There's no risk. Rather a question of best return on investment. A lease would carry gap insurance. Therefore any difference in value, should the car be declared totaled from a accident, would not be deducted from the MSD.

The only time I could see the MSD being at "risk" would be at lease end to account for outstanding issues such as replacement tires, damage (scratches, dents, etc) exceeding the limit, deposition fee, etc.

The other possible concern is if the lessee wanted to transfer it to a new owner. Most people want to assume a lease with a minimal cash outlay (which is correct approach on a lease). However the existing lessee did so to reduce the payment with the knowledge of getting the money back (vs. cap reduction). If transferring, it can be a hurdle for someone to pay the $3k plus even if the money will be refunded at lease end.
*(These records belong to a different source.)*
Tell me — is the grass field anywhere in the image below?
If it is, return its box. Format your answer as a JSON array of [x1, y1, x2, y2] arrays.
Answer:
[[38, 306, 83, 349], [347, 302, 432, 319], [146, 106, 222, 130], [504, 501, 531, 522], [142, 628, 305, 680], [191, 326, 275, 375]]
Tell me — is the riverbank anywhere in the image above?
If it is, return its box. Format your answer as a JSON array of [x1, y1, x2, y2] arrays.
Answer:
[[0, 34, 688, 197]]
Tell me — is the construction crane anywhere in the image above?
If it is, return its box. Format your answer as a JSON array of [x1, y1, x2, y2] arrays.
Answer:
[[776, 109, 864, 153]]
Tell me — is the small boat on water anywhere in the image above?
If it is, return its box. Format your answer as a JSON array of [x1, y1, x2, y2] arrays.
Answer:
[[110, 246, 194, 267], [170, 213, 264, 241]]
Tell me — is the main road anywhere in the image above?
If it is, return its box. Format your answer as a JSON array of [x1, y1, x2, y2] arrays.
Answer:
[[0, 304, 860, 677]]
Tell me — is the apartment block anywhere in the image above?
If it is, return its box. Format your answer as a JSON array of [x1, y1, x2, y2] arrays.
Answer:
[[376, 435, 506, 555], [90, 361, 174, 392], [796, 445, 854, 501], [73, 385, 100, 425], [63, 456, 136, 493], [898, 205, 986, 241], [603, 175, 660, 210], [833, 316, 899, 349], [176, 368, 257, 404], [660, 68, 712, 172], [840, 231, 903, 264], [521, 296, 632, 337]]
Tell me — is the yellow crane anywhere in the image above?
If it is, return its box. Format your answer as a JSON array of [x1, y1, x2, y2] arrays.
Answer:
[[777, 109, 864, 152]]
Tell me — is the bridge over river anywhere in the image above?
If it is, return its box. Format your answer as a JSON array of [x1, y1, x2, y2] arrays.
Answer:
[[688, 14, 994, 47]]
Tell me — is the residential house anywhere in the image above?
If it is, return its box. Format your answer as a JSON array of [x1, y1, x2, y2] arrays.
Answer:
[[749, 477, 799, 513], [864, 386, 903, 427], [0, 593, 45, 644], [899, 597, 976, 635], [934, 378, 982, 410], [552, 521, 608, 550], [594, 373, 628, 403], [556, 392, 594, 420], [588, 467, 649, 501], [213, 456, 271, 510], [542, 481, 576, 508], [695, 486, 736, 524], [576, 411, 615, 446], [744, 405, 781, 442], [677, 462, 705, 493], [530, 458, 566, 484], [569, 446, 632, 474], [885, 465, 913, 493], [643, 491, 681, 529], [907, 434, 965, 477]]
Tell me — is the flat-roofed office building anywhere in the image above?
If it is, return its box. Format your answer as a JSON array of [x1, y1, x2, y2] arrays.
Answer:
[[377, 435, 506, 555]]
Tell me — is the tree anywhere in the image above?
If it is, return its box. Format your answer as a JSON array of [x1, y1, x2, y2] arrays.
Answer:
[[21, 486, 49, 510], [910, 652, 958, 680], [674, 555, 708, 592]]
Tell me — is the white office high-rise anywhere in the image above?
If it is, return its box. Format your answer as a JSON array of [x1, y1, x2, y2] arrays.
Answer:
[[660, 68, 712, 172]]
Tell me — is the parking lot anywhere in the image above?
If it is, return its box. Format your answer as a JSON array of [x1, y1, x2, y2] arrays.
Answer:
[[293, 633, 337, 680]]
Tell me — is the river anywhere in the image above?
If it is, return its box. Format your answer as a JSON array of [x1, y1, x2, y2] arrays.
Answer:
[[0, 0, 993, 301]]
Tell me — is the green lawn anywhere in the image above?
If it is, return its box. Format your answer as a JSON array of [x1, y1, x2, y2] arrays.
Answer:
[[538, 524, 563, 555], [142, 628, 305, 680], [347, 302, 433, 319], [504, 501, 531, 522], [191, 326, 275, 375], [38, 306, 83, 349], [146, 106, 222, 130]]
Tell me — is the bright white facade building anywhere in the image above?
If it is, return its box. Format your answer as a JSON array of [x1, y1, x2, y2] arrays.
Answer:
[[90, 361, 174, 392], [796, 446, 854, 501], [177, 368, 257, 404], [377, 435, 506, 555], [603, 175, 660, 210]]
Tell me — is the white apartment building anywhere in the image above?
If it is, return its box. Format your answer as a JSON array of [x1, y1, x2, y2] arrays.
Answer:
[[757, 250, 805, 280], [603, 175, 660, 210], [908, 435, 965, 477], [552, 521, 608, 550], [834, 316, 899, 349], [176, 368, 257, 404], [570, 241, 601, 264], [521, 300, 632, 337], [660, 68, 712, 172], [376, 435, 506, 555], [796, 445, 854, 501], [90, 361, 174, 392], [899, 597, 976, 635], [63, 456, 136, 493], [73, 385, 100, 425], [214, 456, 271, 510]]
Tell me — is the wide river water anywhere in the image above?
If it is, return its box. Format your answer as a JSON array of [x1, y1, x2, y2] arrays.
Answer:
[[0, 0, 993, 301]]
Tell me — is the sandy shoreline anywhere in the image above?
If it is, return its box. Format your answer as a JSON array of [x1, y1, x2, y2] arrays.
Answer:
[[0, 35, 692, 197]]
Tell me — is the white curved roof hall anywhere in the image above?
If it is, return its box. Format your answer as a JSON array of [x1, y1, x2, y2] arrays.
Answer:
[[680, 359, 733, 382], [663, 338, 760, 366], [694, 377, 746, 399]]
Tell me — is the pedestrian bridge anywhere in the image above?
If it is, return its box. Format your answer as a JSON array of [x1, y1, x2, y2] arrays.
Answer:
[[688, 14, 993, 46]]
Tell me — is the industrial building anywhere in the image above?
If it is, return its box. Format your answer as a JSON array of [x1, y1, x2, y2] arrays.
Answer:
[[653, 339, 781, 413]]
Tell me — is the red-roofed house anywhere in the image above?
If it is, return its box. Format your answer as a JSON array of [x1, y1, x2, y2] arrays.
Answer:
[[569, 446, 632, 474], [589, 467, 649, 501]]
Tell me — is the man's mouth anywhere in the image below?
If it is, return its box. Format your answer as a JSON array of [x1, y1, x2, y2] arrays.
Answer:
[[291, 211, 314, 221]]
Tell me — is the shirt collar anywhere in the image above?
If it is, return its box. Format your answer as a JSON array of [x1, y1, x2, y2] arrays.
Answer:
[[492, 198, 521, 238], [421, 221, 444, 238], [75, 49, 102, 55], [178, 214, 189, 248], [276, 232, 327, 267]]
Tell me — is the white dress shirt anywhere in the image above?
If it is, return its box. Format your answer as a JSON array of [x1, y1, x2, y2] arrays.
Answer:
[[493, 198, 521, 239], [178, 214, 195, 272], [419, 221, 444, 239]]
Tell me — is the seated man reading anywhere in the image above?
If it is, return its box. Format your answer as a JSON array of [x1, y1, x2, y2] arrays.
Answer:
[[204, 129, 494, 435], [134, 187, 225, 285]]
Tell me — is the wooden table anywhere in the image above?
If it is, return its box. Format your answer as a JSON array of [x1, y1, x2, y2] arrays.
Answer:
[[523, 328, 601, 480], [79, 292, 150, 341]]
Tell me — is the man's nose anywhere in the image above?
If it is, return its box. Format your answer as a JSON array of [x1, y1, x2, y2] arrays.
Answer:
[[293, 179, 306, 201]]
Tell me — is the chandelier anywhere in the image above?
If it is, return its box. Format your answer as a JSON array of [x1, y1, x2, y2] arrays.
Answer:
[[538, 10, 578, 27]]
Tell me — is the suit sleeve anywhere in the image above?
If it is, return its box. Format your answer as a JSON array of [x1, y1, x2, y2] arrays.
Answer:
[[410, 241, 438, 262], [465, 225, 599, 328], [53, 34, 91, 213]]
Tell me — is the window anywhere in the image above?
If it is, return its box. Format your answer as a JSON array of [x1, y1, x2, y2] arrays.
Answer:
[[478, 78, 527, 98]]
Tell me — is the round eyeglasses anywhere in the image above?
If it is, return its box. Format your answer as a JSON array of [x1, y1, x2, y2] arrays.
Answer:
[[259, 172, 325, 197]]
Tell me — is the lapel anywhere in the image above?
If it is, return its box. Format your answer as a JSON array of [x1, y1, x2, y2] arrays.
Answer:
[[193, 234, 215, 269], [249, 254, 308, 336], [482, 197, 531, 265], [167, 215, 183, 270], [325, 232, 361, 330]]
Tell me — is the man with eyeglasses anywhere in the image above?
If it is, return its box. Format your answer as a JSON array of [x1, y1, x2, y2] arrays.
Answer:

If my car finally is shipped to the dealer (big what-if), I may opt for a lease and MSD. The current lease rate is 3.048% (converted), minus 1.176% for max MSD's, would adjust the rent rate to 1.872%. The net savings would be $2k (rounded) over 3 years from $5k invested.


----------



## bmw325 (Dec 19, 2001)

Yeah- the only real risk with MSDs woudl be the risk that BMWFS goes belly up. Not sure what the risk of getting a lemon has to do with MSDs.


----------



## chrischeung (Sep 1, 2002)

bmw325 said:


> Yeah- the only real risk with MSDs woudl be the risk that BMWFS goes belly up. Not sure what the risk of getting a lemon has to do with MSDs.


But then you have the car. In a situation where another party has claim to a car, and you have claim to MSDs, I think the person in possession of the car may have a bigger bargaining advantage. And since deposits are so prevalent, I'm sure that a blanket approach would be taken.


----------



## Crzy'boutBimmer (Nov 29, 2012)

chrischeung said:


> But then you have the car. In a situation where another party has claim to a car, and you have claim to MSDs, I think the person in possession of the car may have a bigger bargaining advantage. And since deposits are so prevalent, I'm sure that a blanket approach would be taken.


Mind explaining the blanket approach? 
I am about to step into a lease, so looking for do's and don'ts

Sent from my SAMSUNG-SGH-I317 using Bimmer App


----------



## chrischeung (Sep 1, 2002)

You've got nothing to worry about. By saying "blanket", I mean if BMWFS gets sold/taken over, be it bankruptcy or otherwise, there will be a blanket policy (meaning applies to all) where all loans and deposits (assets and liabilities) are transferred to the new owner.


----------